Tuesday, November 30, 2010

You don't think it can happen....... but it does.

Well, my last day of "holidays".  Wow, it just whips by.   I spoke with Mum last nite on the phone.  She was highly agitated and confused.  I listened to her as she spun this story about my Dad, and how he had promised to meet her there, at the guest house, for lunch.  Here she was, still waiting, and it was well after dark.  She then said, "I've spent my life waiting for your father, he'll never change".

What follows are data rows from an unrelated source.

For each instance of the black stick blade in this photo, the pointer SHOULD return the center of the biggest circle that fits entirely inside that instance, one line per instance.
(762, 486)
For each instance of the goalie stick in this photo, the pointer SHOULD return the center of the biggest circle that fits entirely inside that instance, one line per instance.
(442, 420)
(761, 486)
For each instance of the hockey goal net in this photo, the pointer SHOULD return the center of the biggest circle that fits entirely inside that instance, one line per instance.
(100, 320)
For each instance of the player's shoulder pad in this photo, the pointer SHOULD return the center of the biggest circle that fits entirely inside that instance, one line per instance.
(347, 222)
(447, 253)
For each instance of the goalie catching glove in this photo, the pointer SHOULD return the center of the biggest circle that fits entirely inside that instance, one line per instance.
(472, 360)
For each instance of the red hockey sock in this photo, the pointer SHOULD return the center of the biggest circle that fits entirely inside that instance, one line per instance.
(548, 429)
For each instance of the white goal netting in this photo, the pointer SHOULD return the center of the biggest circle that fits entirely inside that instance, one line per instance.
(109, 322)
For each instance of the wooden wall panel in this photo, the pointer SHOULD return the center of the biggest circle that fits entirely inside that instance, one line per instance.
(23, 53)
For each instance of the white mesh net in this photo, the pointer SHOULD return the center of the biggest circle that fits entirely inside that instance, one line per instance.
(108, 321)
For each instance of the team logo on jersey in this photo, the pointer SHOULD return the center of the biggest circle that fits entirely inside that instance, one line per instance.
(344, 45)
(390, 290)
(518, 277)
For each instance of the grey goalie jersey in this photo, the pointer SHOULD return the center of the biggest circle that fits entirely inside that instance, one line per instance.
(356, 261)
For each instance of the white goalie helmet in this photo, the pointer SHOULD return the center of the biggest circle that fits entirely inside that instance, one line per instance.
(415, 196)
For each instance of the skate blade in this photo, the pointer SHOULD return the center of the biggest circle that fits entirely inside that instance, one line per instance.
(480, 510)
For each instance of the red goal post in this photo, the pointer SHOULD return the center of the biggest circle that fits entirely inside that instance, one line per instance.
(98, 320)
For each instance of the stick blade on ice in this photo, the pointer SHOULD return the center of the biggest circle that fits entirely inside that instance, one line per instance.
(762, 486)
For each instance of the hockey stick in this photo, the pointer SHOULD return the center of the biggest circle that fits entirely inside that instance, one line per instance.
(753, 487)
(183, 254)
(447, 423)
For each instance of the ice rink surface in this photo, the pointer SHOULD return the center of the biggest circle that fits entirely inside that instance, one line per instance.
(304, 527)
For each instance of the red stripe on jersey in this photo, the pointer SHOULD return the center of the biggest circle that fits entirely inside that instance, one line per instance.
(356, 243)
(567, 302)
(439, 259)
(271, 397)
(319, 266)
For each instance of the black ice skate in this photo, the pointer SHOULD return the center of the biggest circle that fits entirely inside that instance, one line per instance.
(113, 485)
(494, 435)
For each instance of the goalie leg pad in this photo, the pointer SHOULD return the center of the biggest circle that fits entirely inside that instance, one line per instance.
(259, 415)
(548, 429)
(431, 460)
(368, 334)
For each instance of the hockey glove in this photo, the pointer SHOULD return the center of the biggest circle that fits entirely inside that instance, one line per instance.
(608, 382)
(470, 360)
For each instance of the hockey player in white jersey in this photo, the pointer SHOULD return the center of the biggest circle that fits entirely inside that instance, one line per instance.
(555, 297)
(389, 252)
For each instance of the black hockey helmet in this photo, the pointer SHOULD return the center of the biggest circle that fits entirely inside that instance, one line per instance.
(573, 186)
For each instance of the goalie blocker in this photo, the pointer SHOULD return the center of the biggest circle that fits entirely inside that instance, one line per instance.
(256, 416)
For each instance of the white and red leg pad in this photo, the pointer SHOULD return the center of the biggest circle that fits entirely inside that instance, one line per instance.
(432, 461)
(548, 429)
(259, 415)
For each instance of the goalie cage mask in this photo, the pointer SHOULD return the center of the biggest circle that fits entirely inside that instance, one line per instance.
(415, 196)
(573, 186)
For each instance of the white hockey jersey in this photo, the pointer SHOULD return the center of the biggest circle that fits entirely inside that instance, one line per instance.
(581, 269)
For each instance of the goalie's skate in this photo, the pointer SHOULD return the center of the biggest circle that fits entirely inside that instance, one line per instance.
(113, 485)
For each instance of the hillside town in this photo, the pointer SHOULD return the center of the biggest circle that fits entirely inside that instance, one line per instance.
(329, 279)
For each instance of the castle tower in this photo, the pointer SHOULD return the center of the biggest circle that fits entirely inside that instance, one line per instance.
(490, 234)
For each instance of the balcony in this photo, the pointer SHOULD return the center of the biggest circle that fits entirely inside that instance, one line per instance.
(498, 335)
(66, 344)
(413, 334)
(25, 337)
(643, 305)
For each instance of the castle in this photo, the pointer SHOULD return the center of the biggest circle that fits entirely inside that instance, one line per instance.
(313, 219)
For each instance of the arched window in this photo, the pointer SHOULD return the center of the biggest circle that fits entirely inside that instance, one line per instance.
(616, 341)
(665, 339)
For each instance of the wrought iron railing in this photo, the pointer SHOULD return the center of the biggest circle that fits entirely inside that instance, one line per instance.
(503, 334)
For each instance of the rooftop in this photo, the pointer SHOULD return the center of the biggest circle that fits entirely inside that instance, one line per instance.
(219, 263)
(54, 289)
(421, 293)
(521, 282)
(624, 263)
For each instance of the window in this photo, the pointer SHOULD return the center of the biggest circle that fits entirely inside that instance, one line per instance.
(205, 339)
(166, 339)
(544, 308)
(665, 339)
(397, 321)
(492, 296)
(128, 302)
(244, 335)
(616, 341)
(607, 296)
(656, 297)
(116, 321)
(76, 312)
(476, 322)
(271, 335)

What is the right thing to do in this situation?  I would appreciate some feedback.  (oh if only someone was actually READING this....  :).  I have two approaches.  The first approach is not correcting her.  When she speaks of my Dad in the present tense, as if he is still alive, on most occasions, I cannot bring myself to inform her of his death.  It's like she's learning of it for the first time, all over again.  However, when I do this, I run the risk that she will realize, halfway through, that she is speaking in the past.   Mum will stop talking abruptly, get this dazed look in her eye, followed by a pained look, followed by a nervous attempt to cover up the fact that she has just been talking about my dead father, her dead husband, as if he were still alive and with us.
My second approach is to correct her right off the bat.  To see the horrified look on her face when I initially tell her he passed away almost four yrs ago, and comfort her while I explain her memory issues to her, at the same time, reminding her all over again that the love of her life is dead.

Last nite, I chose to just chat her through it.   I wasn't there to comfort her in person, and I knew the phone call would be cut short, under 10 minutes, so I chose to "go with the flow" and listen as she told me of Dad's great tardiness.  I was actually quite surprised at her complet disconnect with reality last nite.  As I sit here typing this on my laptop, I am thinking about her diagnosis, and way back when we learned of her AD.  You don't think it's goingto progress.  You don't think that your own mother will ever forget you, or important things in our lives, or who she is......  but they do.  It doesn't matter how much you loved them, or hated them, how good they were to you, or how horrible.... it all gets forgotten.
I try to empathize and I try to imagine what it would be like to forget my husband, my sister/brother, my children, my life, and I cannot.  I find it scary and unthinkable.
My mother is living that scary and unthinkable nitemare right in front of me.   Which is why I will care for her, and provide her with a comfortable, decent, caring, dignified and safe place where she can lose her mind completely.
My Mum was there for me through many good, bad and scary times and I will be there for her.
Tomorrow she returns home, and its back to the crazy life.   See you then!